Dia Menyadarkan Ku

351 26 1
                                    

  Vio berjalan masuk keruang rawat Inap Dio saat ini dengan wajah gembiranya.

  Setelah Satu minggu berada di ruang ICU karena belum juga sadarkan diri, akhirnya Dio sudah sadar dan berada di ruang Rawat Inap.

  Saat Vio masuk ke Ruangan Dio, Dio tengah duduk di atas tempat tidurnya menundukan kepalanya ke bawah memandangi ponselnya sambil menangis tanpa suara.

  "Waaah! guruku ini sudah sadar!" Vio bertepuk tangan bahagia sekali.

  Dio menatap kearah Vio di ambang pintu dengan tatapan dinginya. Dia juga menyeka air matanya.

  "Lo ngapain disini?" Dio masih menundukan kepalanya,enggan menatap Vio.

  "Kan gua nungguin guru gua sadar! Gua ini bukan murid yang lupa diri loh, berkat guru gua ini, ulangan harian IPS gua dapet 75! Jreng-jreng!" Vio menunjukan kertas ulangan IPSnya kehadapan Dio.

  "Itu pas Kriteria Kuantitas Minimal, sama aja lo Bego. Kok bisa depet 75? ngomong sunan Ampel aja Sunan Apel. Untung bukan Kedondong" Tukas Dio panjang Lebar.

  Vio tertawa mendengarnya. "Iyasih...tapi sebelum lo ngajarin gua, ulangan harian IPS gua 10,20,30,40,50 begitu terus. Thanks" Vio tersenyum ceria.

  "Terserah" Dio kembali menundukan kepalanya ke bawah, memandangi ponselnya.

  "Oh iya gua lupa..." Vio berpikir sejenak.

  "Lo Overdosis obat Antidepresan! emang lo depresi kenapa? Gua liat hidup lo bahagia aja" Vio bertanya dengan wajah penasaran.

  "Udah gua bilang gak ada kehidupan yang bahagia terus! gua juga punya masalah, lo pikir gua apaan? People Happy Everytime?" Tukas Dio marah.

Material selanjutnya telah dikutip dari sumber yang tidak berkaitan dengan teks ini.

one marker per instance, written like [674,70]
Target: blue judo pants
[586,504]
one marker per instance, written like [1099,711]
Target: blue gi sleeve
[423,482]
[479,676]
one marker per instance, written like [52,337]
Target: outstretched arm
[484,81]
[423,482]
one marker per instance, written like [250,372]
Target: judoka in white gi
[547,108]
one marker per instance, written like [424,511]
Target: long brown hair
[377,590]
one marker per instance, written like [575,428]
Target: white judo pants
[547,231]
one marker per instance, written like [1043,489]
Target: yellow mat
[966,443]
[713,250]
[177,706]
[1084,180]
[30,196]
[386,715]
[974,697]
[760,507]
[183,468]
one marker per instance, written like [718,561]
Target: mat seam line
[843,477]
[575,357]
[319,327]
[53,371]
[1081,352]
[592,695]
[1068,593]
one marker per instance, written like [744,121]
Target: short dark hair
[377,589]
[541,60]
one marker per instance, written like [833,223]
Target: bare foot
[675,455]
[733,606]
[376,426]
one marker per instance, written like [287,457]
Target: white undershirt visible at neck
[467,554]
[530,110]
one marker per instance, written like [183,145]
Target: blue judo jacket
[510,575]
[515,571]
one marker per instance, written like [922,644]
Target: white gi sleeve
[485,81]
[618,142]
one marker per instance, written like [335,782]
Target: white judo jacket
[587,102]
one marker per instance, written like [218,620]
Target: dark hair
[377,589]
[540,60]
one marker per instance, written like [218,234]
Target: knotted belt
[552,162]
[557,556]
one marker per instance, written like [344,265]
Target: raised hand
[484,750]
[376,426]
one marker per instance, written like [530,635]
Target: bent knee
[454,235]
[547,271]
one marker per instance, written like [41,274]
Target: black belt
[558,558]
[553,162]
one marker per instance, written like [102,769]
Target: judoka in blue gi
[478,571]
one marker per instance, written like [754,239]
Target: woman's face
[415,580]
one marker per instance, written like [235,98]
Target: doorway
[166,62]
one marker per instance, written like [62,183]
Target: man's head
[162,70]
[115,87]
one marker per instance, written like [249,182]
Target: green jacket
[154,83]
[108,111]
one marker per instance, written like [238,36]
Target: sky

  "Padahal kalau punya masalah kenapa harus minum obat gituan..." ucap Vio tertawa kecil.

  "Lo gak paham" Dio kembali menundukan kepalanya ke bawah.

  "Apa yang gak gua paham? Obat yang lo minum sampai Overdosis, cuma buat menenangkan pikiran lo kan? Lo itu cowo bego yang lari dari masalah! Dan begonya lo bunuh diri pake obat-obatan!"

  Vio sudah melihat Dio yang meneteskan air matanya di pakaian rumah sakitnya.

  "Dio..." lirih Vio pelan sambil menatapi tangisan Dio.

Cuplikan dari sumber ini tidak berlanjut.